Flat-faced breeds like Bulldogs, Pugs, Shih Tzus, and Pekingese are far more likely to sleep with partially open eyes than the average blind dog. These brachycephalic breeds have naturally shallow eye sockets, which means the eyeball sits more forward in the skull. The eyelids simply don’t have enough reach to close fully over the protruding globe. This condition, called lagophthalmos, is structural and present from birth. It has nothing to do with vision loss.

So if you own a blind Pug who sleeps with its eyes cracked open, the open eyes are almost certainly a breed trait rather than a consequence of being blind.

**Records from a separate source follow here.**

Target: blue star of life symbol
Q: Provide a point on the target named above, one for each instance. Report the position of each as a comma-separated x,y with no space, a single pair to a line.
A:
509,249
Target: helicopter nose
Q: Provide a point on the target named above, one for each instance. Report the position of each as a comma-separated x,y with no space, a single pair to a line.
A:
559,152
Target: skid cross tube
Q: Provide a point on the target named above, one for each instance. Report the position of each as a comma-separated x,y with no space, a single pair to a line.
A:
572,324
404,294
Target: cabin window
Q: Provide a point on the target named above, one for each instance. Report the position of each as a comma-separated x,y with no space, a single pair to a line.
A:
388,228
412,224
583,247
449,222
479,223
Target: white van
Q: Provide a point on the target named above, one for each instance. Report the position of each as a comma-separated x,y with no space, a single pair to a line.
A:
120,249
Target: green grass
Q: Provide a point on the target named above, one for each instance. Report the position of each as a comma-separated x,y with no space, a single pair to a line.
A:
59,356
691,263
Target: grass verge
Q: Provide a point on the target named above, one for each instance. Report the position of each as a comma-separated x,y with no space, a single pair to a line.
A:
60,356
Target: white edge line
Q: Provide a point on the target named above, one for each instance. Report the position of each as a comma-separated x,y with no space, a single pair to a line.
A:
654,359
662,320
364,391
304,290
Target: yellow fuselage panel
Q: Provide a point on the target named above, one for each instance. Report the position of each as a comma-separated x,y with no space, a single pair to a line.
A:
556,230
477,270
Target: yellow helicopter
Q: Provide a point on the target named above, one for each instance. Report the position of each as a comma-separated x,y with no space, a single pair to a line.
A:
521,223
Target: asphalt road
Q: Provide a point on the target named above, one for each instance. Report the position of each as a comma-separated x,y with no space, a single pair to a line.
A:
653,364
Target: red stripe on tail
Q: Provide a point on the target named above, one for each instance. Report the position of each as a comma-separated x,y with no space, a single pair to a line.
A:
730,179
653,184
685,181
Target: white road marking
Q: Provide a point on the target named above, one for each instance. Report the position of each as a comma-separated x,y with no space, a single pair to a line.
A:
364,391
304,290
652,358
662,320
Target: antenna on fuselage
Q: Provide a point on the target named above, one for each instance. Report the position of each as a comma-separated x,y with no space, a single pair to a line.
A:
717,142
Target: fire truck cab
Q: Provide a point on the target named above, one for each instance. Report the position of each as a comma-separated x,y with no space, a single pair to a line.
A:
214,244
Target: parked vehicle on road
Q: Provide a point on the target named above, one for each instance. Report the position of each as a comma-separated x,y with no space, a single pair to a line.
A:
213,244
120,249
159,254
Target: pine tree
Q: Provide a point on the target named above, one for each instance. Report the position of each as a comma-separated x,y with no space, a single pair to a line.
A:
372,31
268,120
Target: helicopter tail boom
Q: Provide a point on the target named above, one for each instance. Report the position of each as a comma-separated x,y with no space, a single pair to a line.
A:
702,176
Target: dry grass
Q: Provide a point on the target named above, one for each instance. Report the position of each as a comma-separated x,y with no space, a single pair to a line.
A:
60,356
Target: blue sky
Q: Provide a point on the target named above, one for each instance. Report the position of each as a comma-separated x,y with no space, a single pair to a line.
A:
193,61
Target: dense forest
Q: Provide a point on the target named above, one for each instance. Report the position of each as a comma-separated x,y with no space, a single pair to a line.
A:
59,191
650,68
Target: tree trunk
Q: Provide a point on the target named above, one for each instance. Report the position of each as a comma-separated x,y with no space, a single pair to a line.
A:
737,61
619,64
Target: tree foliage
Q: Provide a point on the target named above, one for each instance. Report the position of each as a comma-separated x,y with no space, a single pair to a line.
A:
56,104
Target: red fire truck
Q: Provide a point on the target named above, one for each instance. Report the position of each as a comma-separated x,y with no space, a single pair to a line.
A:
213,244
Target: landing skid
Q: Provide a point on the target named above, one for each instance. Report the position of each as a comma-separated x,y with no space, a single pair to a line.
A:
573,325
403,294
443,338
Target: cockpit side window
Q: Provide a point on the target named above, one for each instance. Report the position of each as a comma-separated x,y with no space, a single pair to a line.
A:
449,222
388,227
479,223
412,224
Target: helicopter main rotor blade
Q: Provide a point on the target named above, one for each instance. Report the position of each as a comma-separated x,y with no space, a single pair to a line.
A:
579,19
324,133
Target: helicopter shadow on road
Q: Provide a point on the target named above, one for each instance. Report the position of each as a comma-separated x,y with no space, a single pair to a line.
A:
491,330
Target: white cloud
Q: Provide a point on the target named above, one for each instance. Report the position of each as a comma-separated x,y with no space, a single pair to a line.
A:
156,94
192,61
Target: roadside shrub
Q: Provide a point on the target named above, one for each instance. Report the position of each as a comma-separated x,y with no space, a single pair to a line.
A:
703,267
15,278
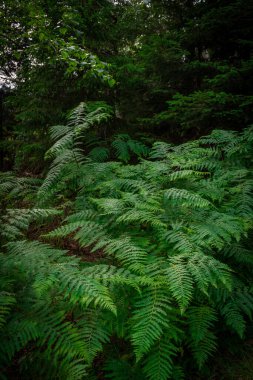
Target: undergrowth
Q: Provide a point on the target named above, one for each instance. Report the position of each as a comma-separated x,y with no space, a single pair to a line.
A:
173,289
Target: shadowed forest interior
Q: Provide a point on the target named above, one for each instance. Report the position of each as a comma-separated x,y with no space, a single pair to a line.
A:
126,189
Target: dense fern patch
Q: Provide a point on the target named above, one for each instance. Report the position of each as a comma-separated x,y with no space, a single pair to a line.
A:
175,280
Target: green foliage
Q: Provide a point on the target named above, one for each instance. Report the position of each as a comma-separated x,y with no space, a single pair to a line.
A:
174,233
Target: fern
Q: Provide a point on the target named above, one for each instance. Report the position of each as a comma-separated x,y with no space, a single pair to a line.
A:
164,267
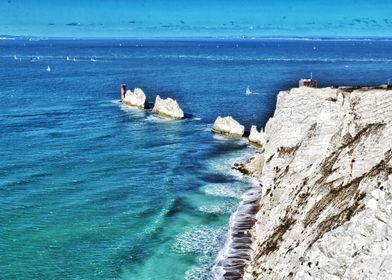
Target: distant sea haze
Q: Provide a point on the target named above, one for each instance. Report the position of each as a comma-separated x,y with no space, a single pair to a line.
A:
176,18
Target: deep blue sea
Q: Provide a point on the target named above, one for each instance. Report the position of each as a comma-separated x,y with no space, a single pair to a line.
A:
90,189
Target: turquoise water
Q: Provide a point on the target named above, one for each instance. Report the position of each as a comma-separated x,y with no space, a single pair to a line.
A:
90,189
175,18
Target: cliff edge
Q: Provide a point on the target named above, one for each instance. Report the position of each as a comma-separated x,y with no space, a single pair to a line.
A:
326,206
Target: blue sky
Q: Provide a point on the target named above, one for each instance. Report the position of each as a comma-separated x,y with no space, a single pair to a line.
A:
175,18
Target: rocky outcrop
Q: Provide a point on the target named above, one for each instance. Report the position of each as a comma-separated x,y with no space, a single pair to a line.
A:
137,98
168,108
326,205
255,137
228,126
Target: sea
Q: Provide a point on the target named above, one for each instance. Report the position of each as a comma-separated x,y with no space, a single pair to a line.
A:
93,189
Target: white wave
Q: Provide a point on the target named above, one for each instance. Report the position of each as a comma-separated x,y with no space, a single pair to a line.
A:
242,211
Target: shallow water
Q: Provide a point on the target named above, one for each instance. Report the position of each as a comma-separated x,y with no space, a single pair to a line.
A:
90,189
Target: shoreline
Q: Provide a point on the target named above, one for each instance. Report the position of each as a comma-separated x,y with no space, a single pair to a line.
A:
236,253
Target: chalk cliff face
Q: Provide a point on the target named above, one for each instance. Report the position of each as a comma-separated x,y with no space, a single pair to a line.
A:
168,108
326,206
228,126
137,98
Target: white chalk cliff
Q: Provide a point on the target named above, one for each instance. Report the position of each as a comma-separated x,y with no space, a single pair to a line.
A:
168,108
256,137
326,205
137,98
228,126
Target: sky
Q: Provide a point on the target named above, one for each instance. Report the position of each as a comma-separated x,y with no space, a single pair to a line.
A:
213,18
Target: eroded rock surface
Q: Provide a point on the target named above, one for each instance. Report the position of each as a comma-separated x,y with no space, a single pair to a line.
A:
228,126
326,206
137,98
168,108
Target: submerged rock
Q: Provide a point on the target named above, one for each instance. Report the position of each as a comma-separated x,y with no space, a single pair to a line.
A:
168,108
228,126
137,98
255,137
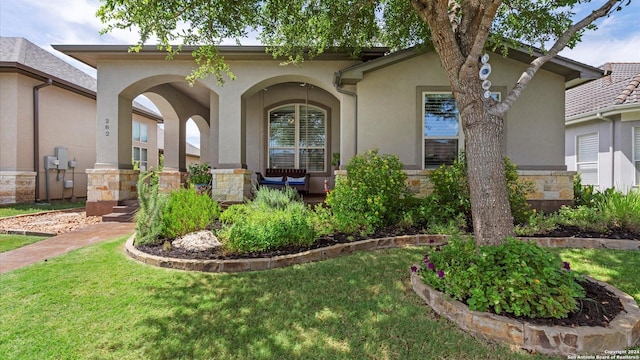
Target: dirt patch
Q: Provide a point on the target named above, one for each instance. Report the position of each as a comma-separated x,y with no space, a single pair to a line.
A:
57,222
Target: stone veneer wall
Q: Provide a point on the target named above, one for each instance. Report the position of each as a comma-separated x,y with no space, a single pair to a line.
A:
17,186
231,185
552,189
170,180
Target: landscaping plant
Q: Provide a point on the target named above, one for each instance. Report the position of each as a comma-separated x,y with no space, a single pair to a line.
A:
275,219
371,195
149,225
517,277
187,211
451,191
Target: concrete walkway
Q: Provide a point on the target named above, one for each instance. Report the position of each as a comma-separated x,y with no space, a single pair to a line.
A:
61,244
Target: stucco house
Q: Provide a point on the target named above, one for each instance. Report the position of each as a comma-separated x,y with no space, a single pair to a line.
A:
48,108
274,116
602,136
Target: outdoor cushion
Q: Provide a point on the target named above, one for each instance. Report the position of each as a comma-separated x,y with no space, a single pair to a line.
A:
295,181
273,180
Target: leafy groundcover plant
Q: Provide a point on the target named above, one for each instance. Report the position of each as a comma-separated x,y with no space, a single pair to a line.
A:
517,277
275,219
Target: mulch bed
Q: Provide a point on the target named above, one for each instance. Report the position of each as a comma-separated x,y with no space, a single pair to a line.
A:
598,308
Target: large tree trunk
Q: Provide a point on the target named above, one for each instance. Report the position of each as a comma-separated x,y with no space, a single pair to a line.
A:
490,209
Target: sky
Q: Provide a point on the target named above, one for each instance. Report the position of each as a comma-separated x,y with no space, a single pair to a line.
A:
73,22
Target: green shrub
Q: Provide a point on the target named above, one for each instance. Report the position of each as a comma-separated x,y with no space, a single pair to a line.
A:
262,229
621,211
149,225
186,211
371,194
275,198
451,191
517,277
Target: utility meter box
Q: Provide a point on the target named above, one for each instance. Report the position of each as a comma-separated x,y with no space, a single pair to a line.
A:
62,154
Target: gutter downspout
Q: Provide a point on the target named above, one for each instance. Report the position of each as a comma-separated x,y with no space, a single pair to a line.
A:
336,84
612,142
36,133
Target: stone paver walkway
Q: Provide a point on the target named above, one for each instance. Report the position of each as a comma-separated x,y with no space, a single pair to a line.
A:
61,244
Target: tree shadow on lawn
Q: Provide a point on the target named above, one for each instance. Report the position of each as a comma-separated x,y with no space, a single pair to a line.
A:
353,307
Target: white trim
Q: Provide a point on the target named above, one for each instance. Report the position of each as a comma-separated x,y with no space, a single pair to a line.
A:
589,164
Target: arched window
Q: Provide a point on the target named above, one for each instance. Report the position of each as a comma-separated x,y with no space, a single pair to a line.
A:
297,138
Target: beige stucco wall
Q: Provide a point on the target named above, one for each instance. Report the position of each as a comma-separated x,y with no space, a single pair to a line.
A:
67,119
390,116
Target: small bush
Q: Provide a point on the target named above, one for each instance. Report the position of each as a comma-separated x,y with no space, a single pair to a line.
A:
451,191
263,229
186,211
516,277
371,194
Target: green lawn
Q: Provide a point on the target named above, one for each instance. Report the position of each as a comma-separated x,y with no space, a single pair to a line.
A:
32,208
10,242
97,303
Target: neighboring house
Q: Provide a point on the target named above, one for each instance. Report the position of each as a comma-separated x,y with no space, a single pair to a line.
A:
48,108
192,152
602,128
274,116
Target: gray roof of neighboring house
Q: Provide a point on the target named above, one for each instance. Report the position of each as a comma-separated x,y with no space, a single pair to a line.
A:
23,55
619,87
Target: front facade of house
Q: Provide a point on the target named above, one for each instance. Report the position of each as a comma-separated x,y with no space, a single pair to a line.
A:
296,117
603,128
48,108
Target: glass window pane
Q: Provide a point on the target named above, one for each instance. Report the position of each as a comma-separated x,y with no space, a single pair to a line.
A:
312,130
440,115
282,158
312,159
588,173
282,127
440,151
143,132
136,131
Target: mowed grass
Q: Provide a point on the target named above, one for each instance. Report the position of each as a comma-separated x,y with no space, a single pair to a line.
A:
10,242
96,303
32,208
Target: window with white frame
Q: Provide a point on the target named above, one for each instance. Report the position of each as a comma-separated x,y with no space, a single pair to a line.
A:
587,147
636,153
140,157
297,138
139,132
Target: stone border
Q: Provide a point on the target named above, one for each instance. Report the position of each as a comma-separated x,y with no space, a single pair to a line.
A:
622,332
239,265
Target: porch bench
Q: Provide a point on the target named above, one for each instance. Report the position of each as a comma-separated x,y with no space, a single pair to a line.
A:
279,178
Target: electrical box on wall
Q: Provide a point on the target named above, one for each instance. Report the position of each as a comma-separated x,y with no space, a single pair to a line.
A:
62,154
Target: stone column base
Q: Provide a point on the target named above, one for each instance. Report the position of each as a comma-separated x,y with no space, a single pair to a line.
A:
17,186
105,187
231,185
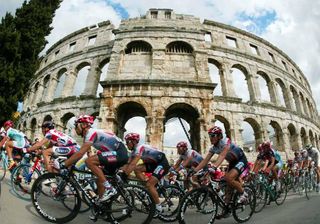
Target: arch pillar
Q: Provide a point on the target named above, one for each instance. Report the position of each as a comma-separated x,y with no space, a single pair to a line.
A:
92,80
69,83
226,81
52,86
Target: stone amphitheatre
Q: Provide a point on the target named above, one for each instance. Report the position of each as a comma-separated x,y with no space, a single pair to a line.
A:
164,65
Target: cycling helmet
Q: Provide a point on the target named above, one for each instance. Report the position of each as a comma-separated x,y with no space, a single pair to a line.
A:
266,145
48,124
8,123
85,119
308,147
182,144
132,136
215,130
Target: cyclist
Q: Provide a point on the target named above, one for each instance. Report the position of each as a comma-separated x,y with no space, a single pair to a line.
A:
271,158
188,158
111,153
154,161
237,164
13,139
58,144
315,156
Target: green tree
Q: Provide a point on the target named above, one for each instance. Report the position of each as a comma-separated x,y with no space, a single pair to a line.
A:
22,38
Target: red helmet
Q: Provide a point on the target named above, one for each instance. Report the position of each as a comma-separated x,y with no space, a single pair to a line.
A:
266,145
182,144
215,130
8,123
132,136
85,119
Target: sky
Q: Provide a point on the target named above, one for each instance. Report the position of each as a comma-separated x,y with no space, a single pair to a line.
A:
290,25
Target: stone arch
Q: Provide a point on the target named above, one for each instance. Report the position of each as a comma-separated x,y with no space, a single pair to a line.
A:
46,82
179,47
256,132
191,116
216,76
82,72
226,124
281,93
293,137
138,46
102,71
124,112
277,139
297,106
241,86
265,87
61,77
304,137
47,118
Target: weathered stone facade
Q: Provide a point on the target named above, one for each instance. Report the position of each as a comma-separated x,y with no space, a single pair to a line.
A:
158,68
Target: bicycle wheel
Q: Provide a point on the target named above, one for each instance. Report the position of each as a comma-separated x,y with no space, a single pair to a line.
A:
281,193
242,211
135,202
170,200
198,204
22,180
261,197
51,194
3,165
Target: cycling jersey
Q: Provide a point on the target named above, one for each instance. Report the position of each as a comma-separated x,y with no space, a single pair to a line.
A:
234,154
148,154
19,139
112,152
314,154
58,138
196,158
63,145
102,140
155,161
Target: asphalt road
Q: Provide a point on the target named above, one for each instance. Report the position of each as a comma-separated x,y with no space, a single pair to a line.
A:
295,210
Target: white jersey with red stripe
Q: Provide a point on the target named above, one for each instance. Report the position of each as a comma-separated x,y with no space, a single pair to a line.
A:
102,140
57,138
196,158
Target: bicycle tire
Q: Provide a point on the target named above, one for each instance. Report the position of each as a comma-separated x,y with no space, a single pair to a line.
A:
282,192
3,166
41,185
137,205
191,208
21,186
171,200
250,203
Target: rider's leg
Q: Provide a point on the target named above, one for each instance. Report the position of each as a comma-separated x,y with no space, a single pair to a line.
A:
47,153
93,164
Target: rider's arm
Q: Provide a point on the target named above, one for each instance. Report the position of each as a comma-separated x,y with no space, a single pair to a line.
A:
3,141
78,155
187,161
222,156
204,162
177,164
39,144
132,165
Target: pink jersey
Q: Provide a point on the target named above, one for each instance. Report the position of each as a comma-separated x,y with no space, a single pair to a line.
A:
60,139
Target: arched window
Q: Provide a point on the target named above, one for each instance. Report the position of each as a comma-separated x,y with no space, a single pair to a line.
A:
179,47
138,46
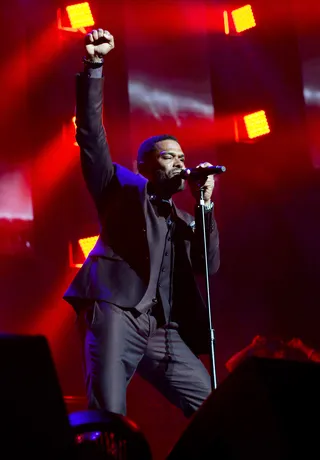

Why It Matters for Eye Health

If your dog’s eyes stay partially open during sleep, the exposed portion of the cornea dries out. Over time, chronic drying can lead to irritation, ulceration, and scarring. This is a concern for any dog that can’t fully close its lids, but it’s especially important for blind dogs. A dog that has already lost vision in one or both eyes may have compromised corneal health to begin with, and additional drying damage can cause pain even if vision is already gone.

When facial nerve paralysis reduces tear production on the affected side (which happens when the parasympathetic fibers within the nerve are damaged), the problem compounds. The eye can’t close and it’s producing fewer tears to keep the surface moist.

Keeping Your Dog’s Eyes Comfortable

If you notice your blind dog regularly sleeping with its eyes partially open, a veterinary eye exam can determine whether it’s just the third eyelid showing (harmless) or actual incomplete lid closure that needs management.

For dogs with true lagophthalmos, veterinary-grade ocular lubricants in gel or liquid drop form can be applied before bedtime to keep the corneal surface moist overnight. These tear-replacement products add a protective moisture layer that compensates for the exposed cornea. Your vet can recommend the right formulation and frequency based on how much of the eye remains uncovered.

Keeping sleeping areas free of dust, drafts, and debris also helps reduce irritation for dogs whose eyes don’t fully close. Some owners find that providing a soft, enclosed bed where the dog naturally tucks its face while sleeping reduces corneal exposure without any intervention at all.